No one seems to have answered you directly, so I will. No! Or, more fully: It's not a fair comparison yet, anyway, and I find it pretty difficult to imagine America pulling off the circumstances that would render it a fair comparison.
Yes, we bombed Berlin to kingdom come, sorta kinda like we bombed Baghdad. And then we helped rebuild Berlin, sorta kinda like we're allegedly doing in Baghdad now. But I would say that we are some long distance away from getting to the point in Baghdad that we'd reached in Berlin by, say, June 1948, when the Soviet blockade started--our soldiers weren't being attacked, insurgents weren't laying IEDs, etc etc.
Which is to say, in Berlin in 1948, we genuinely were seen as liberators, while in Baghdad today, we're not even close to being seen like that (perhaps one or two of our respondents will disagree with that?). What would it take for that to happen? I'm not a reconstruction expert, just a generalist journalist who's read some history, but it strikes me that the United States is two or three years, anyway, away from being seen in even a somewhat benign light by a large majority of the Iraqi civilian population. In a recent ABC/BBC poll from March, 72 percent of Iraqis either "strongly" or "somewhat" oppose the presence of coalition forces in their country, and 53 percent say the surge hasn't improved security in the areas where it's taken root. So we're in pretty bad shape.
But this is only the beginning of the counter-argument.

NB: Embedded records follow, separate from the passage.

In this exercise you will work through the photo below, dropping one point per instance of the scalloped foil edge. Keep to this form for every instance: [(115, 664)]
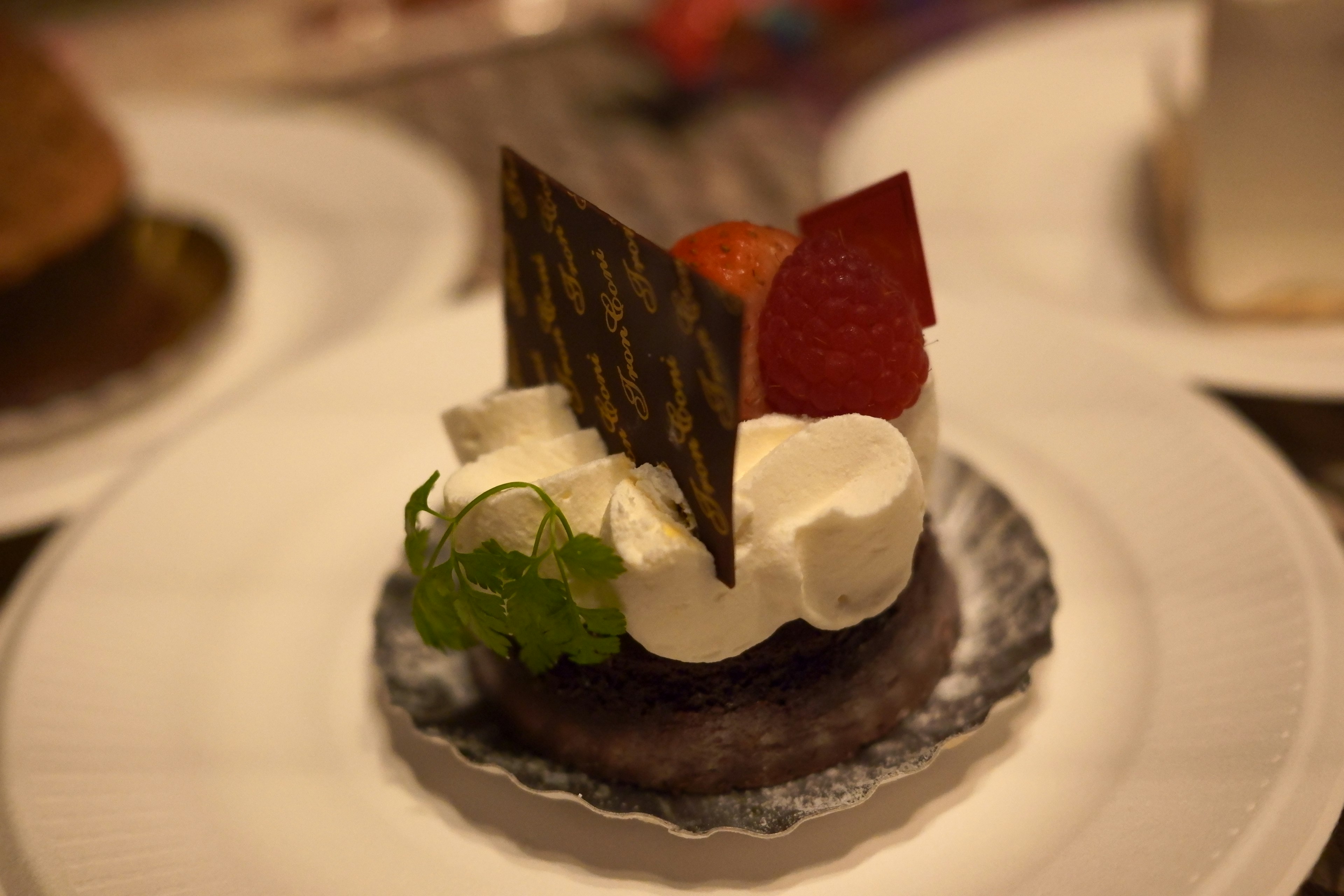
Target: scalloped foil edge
[(974, 518)]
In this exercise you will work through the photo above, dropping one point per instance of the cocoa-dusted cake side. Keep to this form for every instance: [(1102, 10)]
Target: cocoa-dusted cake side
[(798, 703)]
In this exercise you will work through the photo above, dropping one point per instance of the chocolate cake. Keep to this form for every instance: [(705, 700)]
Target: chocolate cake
[(796, 703)]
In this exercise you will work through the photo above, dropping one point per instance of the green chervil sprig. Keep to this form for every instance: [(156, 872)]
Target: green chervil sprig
[(500, 598)]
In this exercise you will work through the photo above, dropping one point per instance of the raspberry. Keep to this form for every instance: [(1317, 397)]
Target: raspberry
[(839, 336), (742, 258)]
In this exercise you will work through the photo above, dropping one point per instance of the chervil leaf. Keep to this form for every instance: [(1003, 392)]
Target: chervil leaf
[(514, 564), (483, 567), (592, 649), (483, 616), (588, 555), (500, 598), (433, 613), (417, 538), (604, 621)]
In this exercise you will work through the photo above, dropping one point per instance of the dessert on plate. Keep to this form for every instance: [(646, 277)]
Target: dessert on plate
[(91, 288), (750, 390)]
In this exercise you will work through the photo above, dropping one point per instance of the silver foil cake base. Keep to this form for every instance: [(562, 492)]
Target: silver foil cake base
[(1007, 605)]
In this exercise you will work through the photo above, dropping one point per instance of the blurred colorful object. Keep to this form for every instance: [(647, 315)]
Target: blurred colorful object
[(707, 42)]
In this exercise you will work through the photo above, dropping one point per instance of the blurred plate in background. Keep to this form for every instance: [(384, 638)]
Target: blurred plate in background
[(1029, 147), (334, 222)]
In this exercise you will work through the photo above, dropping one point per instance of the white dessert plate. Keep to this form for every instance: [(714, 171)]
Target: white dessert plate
[(1027, 147), (189, 703), (335, 221)]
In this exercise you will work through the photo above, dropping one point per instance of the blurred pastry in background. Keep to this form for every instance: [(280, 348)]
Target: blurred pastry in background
[(99, 301), (1251, 181)]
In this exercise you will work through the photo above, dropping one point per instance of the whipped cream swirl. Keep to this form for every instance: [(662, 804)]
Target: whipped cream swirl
[(827, 515)]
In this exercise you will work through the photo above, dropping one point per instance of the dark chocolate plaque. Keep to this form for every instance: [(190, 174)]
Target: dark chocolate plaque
[(881, 219), (647, 348)]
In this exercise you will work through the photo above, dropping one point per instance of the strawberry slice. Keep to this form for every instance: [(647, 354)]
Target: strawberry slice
[(742, 258)]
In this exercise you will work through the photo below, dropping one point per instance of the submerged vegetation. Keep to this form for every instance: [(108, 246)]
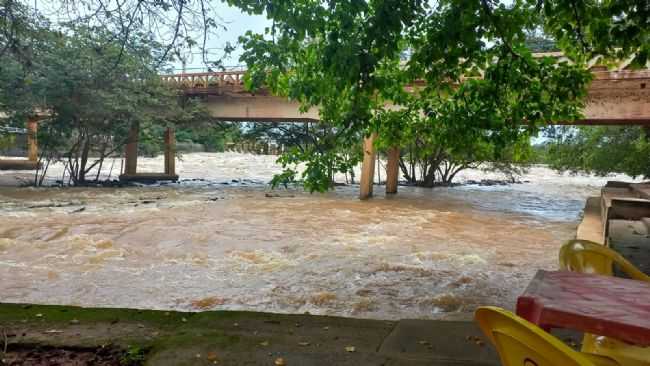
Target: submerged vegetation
[(454, 84)]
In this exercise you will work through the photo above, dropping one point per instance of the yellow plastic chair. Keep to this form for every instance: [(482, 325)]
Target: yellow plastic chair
[(585, 256), (588, 257), (521, 343)]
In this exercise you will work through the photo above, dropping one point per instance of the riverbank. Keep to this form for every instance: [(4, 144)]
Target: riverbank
[(115, 337)]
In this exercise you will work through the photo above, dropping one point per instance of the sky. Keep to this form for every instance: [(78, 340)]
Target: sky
[(237, 23)]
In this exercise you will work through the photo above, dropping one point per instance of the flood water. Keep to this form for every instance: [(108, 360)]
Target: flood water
[(220, 239)]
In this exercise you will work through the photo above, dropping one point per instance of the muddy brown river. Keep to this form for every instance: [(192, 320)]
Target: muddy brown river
[(220, 239)]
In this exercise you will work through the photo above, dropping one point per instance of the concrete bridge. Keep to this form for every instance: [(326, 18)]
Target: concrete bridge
[(618, 97)]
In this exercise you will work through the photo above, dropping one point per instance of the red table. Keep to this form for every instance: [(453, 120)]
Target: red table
[(603, 305)]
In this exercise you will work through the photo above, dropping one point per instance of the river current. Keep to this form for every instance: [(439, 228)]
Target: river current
[(221, 239)]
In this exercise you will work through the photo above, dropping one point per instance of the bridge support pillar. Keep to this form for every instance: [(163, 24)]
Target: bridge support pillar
[(170, 151), (392, 170), (368, 167), (131, 151), (32, 141)]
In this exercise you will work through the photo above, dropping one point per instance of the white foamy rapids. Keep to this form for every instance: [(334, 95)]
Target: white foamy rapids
[(204, 244)]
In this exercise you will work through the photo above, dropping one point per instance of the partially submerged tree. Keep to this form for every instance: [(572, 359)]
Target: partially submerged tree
[(483, 87), (90, 102), (600, 150)]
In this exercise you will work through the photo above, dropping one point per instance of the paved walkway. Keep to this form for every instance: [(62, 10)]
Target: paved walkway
[(245, 338)]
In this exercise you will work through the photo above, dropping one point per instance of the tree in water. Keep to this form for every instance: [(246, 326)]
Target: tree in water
[(90, 101), (600, 150)]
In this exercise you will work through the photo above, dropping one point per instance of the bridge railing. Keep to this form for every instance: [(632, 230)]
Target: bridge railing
[(206, 80)]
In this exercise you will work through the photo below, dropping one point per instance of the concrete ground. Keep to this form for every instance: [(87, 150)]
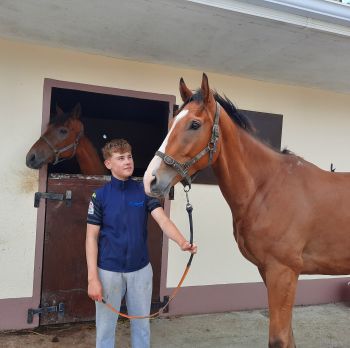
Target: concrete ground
[(323, 326)]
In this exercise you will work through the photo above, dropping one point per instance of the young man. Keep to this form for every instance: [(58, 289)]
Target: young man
[(116, 247)]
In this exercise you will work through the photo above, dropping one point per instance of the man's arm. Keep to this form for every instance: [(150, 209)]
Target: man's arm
[(91, 246), (169, 228)]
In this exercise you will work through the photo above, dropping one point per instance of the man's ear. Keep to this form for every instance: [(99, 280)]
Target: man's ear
[(108, 164)]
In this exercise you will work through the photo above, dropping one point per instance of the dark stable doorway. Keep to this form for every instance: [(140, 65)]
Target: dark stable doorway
[(144, 123)]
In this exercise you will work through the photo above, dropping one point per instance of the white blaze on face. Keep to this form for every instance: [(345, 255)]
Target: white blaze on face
[(156, 161)]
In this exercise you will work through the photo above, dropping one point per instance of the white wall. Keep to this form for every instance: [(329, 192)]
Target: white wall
[(315, 125)]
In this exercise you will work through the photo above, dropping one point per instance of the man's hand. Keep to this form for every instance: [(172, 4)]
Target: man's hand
[(95, 290), (186, 246)]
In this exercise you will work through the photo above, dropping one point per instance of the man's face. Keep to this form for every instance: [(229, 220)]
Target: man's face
[(121, 165)]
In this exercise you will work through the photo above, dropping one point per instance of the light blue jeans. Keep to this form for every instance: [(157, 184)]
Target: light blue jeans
[(137, 288)]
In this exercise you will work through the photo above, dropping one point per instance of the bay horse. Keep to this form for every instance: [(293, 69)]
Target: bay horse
[(63, 139), (289, 216)]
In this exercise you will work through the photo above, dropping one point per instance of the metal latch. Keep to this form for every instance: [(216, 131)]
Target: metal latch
[(32, 311), (53, 196)]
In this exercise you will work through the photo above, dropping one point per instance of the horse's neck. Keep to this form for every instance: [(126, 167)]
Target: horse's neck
[(88, 158), (243, 165)]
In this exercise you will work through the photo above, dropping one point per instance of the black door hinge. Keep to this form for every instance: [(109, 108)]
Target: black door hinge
[(32, 311), (53, 196)]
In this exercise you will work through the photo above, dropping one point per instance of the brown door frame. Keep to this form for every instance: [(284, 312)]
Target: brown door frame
[(23, 304)]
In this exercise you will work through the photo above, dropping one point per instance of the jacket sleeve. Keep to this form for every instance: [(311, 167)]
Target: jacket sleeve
[(94, 216)]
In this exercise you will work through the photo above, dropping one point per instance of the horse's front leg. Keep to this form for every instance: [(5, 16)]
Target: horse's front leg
[(281, 282)]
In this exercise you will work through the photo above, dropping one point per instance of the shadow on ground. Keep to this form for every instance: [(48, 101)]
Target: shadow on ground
[(323, 326)]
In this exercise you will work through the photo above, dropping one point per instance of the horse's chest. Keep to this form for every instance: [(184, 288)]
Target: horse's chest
[(245, 245)]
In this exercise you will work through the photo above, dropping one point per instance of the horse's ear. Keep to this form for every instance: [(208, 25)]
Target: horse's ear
[(59, 111), (205, 89), (76, 111), (185, 92)]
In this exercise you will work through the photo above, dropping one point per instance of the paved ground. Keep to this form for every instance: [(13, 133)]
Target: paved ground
[(324, 326)]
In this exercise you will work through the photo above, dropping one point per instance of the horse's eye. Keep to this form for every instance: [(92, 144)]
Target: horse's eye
[(63, 131), (195, 125)]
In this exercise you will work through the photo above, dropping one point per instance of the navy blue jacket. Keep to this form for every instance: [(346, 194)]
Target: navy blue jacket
[(121, 210)]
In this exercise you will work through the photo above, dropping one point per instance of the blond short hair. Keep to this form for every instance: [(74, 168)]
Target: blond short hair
[(115, 145)]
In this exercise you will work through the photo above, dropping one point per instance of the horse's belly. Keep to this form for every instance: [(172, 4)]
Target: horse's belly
[(333, 259)]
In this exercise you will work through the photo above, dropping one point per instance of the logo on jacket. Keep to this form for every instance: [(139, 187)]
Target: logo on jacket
[(91, 208), (136, 204)]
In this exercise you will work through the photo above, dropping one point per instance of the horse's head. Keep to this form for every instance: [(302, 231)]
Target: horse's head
[(191, 143), (59, 141)]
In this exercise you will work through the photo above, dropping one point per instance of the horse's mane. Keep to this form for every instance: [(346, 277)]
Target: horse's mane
[(238, 118)]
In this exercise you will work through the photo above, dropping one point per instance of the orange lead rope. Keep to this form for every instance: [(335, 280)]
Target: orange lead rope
[(189, 210)]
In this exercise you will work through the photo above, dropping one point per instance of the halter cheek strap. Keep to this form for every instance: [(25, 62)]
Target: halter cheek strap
[(57, 152), (183, 168)]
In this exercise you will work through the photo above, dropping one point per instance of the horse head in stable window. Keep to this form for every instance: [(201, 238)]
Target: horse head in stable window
[(289, 216), (63, 139)]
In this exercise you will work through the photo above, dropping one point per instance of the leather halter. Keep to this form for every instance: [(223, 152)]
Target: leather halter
[(57, 152), (183, 168)]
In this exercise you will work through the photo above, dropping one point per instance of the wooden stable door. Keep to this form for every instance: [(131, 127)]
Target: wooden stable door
[(64, 279)]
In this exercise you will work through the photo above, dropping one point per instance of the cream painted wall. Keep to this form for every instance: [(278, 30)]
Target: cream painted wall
[(316, 126)]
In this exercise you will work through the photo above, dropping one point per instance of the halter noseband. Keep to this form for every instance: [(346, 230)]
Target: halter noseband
[(57, 152), (182, 168)]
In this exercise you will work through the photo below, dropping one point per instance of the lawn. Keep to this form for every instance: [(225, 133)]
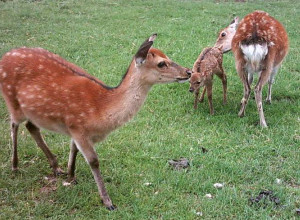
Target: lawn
[(101, 37)]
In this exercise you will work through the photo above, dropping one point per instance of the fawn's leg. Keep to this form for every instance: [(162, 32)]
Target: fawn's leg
[(196, 98), (270, 82), (202, 94), (14, 137), (209, 96), (72, 161), (36, 135), (223, 77), (86, 148)]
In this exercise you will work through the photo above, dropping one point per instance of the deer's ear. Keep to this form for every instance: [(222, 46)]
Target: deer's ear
[(234, 23), (141, 54)]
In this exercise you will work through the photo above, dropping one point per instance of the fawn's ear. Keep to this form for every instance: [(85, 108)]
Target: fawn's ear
[(141, 54), (234, 23)]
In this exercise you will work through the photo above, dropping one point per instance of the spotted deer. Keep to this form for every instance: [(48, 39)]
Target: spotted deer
[(259, 46), (209, 63), (45, 91)]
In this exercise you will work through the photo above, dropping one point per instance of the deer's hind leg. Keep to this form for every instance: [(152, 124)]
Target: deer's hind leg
[(14, 137), (36, 135), (202, 94), (223, 77)]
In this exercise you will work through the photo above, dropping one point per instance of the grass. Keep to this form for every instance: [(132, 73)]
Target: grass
[(101, 37)]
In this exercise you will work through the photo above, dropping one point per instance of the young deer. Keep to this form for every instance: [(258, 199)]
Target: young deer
[(48, 92), (209, 63), (259, 45)]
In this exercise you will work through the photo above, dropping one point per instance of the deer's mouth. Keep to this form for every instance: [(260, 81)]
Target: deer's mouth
[(182, 80)]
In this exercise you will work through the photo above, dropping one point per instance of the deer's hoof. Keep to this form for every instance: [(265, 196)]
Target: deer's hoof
[(268, 102), (59, 172)]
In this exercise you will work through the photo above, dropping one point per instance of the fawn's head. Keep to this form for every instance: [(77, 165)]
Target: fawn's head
[(156, 67), (225, 36), (196, 81)]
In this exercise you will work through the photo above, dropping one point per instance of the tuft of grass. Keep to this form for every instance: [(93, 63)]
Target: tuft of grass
[(101, 37)]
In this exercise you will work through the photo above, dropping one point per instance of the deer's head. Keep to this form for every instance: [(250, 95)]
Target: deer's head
[(225, 36), (156, 67)]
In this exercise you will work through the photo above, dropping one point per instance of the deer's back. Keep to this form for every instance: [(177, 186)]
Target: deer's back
[(258, 28), (49, 91)]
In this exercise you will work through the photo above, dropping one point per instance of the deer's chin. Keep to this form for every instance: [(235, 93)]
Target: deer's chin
[(227, 50)]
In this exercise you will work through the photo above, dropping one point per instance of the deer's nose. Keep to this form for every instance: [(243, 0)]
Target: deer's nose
[(189, 72)]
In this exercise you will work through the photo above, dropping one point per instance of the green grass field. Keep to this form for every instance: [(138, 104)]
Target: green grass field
[(101, 37)]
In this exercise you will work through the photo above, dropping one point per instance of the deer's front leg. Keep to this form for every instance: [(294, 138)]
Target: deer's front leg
[(202, 94), (72, 161), (209, 96), (196, 98), (86, 148)]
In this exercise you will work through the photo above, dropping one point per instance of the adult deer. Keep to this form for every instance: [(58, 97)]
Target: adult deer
[(259, 45), (48, 92)]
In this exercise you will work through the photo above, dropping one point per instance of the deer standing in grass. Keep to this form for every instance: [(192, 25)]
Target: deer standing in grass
[(259, 46), (208, 64), (46, 91)]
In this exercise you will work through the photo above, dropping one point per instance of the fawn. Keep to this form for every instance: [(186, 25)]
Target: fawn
[(209, 63), (48, 92), (259, 46)]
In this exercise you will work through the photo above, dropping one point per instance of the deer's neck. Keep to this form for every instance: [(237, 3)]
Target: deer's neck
[(127, 98)]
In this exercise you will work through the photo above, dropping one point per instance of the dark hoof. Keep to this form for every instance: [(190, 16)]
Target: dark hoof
[(59, 172), (111, 208), (15, 169), (73, 181)]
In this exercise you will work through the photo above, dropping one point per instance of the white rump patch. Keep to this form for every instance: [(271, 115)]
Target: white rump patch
[(254, 54)]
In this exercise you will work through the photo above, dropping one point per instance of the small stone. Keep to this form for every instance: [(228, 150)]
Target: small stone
[(218, 185), (66, 184), (208, 196), (199, 213)]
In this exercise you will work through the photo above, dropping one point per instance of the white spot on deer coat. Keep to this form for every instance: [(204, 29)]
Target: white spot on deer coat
[(4, 75)]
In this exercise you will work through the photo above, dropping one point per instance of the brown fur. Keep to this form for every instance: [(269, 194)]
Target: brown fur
[(208, 63), (48, 92), (259, 28)]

There's also a political point to be made here, which is, of course, that it's highly unlikely that the United States has (or should have) the political will that would be required to take the time to get to the point where we would be seen largely favorably. If the presidential candidate you and I both prefer wins the election, it seems very clear to me that we won't be sticking around in large numbers for a very long time (that candidate will not, in my view, be able to manage as quick and total a withdrawal as either he promises or many of his adherents wish, but I think it's fair to say that he also has no interest in seeing substantial US forces in Iraq by the time, say, he seeks reelection).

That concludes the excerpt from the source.